• U.S.

Art: Poison in the Sky

2 minute read
TIME

“What happens when you can’t be a cynic any more? What do you do?” Increasingly this has been the question asked by knife-faced Jack Levine, 41, Boston slum-born painter whose big reputation is based on such satire-veined canvases as Welcome Home, Gangster Funeral, Election Night (TIME, May 20, 1946 et seq.). His answer, Medicine Show, more than a year in the painting, is on display this week at Manhattan’s Alan Gallery. It is more the work of a reformer than that of a cynic, attacking the world of ballyhoo which promotes “something people don’t want but buy on installments.”

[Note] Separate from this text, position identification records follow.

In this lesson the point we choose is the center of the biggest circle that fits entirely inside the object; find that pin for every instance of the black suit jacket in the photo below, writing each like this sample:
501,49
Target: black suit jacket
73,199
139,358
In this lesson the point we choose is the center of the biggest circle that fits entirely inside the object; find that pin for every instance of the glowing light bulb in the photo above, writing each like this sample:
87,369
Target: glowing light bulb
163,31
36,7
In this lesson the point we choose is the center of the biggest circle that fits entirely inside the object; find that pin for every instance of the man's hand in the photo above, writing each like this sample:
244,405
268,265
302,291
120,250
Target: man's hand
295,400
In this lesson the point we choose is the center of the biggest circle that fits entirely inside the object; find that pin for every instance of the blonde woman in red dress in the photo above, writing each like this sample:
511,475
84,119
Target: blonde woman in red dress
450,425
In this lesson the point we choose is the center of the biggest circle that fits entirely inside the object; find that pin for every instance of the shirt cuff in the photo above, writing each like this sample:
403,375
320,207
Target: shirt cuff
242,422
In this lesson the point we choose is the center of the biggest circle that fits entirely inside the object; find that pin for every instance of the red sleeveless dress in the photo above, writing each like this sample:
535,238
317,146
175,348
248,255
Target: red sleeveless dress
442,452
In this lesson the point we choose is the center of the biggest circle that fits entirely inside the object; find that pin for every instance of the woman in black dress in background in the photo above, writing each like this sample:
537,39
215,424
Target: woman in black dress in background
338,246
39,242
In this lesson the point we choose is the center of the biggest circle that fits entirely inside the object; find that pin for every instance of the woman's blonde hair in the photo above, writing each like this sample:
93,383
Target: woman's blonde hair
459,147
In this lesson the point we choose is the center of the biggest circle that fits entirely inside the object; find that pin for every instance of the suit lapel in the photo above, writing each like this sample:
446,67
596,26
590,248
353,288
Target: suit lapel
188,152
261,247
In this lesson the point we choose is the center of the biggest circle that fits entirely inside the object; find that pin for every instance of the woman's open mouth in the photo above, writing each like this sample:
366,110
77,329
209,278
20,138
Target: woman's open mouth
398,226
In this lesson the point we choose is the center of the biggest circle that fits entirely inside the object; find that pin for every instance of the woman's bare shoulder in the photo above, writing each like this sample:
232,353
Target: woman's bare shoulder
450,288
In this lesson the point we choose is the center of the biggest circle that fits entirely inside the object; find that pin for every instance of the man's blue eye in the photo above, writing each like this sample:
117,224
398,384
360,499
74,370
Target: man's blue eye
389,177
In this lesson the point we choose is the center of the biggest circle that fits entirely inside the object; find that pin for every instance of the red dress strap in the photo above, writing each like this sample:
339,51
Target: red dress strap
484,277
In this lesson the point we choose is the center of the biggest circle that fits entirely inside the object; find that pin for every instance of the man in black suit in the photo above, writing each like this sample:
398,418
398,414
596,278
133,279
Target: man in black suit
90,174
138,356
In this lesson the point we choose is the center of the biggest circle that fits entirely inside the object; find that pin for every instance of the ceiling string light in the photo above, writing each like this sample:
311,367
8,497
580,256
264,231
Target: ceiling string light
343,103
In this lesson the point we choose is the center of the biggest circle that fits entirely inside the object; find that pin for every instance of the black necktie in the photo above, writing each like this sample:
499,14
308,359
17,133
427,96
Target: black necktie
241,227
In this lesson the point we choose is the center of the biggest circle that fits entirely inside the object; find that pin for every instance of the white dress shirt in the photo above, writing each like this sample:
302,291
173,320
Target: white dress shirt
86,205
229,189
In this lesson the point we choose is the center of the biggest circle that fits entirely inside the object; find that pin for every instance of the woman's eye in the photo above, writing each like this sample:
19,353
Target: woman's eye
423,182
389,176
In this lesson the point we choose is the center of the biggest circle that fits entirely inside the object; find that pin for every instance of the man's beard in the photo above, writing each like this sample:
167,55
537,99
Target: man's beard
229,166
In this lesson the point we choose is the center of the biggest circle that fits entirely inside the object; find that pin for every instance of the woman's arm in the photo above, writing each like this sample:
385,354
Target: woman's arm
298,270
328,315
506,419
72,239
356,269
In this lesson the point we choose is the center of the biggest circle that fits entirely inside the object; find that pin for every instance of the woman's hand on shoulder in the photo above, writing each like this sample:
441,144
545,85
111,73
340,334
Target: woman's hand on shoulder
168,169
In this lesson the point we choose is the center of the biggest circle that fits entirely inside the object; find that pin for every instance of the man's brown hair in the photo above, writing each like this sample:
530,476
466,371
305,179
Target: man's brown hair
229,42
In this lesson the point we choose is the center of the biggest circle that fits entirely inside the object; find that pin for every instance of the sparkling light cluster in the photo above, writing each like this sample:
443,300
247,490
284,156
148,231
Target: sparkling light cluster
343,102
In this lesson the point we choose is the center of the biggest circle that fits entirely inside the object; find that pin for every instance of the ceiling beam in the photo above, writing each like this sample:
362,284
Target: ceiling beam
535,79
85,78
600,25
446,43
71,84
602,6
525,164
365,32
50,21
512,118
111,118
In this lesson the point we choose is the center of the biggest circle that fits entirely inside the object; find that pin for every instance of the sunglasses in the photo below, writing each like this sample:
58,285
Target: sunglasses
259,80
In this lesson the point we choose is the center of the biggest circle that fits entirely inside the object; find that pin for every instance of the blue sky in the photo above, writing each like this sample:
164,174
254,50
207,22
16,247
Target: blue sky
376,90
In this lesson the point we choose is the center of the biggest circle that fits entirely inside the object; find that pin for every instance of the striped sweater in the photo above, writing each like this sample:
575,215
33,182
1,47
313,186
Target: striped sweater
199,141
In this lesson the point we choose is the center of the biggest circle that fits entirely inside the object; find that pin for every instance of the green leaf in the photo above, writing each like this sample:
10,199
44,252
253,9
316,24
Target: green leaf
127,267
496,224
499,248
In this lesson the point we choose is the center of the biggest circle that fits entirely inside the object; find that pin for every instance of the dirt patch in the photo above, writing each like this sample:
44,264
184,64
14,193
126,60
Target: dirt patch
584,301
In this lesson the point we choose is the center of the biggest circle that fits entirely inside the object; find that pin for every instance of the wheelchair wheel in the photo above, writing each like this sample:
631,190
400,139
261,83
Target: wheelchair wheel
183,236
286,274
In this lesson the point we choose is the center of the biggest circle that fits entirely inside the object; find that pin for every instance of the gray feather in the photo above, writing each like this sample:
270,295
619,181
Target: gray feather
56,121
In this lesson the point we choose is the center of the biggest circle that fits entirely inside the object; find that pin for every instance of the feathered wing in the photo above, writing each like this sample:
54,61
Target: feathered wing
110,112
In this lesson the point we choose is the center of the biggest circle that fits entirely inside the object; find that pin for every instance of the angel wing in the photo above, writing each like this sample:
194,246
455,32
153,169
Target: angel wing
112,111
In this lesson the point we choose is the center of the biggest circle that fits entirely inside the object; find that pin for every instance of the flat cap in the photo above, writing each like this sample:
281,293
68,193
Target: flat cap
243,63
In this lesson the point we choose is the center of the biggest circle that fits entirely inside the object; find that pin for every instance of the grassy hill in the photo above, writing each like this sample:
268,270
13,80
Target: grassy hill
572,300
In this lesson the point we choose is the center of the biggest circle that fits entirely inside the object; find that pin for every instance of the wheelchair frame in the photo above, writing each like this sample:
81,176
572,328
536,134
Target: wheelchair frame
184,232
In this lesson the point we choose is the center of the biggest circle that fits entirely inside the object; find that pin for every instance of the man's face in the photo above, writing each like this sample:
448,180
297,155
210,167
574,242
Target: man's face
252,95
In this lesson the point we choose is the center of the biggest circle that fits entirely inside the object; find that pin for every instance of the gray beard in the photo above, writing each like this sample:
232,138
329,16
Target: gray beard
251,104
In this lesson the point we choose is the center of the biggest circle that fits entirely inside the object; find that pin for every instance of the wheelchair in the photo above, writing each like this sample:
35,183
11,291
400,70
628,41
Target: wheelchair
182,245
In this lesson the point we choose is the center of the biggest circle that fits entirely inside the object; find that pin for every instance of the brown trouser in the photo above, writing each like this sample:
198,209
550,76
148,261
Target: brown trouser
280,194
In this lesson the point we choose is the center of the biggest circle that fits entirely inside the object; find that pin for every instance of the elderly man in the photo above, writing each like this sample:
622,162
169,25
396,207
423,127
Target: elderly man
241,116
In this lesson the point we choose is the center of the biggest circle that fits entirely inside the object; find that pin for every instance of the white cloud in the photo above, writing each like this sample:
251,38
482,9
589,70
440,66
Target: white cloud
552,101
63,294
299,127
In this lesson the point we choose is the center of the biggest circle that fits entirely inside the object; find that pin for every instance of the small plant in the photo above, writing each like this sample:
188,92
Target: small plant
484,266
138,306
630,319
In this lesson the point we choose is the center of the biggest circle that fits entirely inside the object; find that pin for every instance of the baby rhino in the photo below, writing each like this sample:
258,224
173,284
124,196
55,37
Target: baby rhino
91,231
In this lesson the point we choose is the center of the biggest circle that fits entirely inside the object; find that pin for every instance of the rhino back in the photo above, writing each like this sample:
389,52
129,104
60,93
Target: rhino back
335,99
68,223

Ex-Cynic Levine says that he “can’t go long without an editorial problem. Before, I painted the wardheelers; now for once I’m painting the voters. What can I say about ordinary people against whom I have no rancor? I find people attractive. So they have to be gulled. Somebody’s selling and everybody’s gullible.” To make his point, Levine has one well-curved doxie hold up a sign reading VELENO, Italian for poison.

Scoring more as a boxer’s point than a slugger’s blow, Medicine Show adds to Levine’s steady advance as an artist who bucks the current abstract trend. By moving his subject matter outdoors and placing it under a blue sky, he has tackled a multitude of problems concealed in the murk of his previous nightclubs, restaurants and courtroom scenes. Like Levine’s other major works. Medicine Show almost certainly will end up as a prize museum catch. Probable price: over $8,000.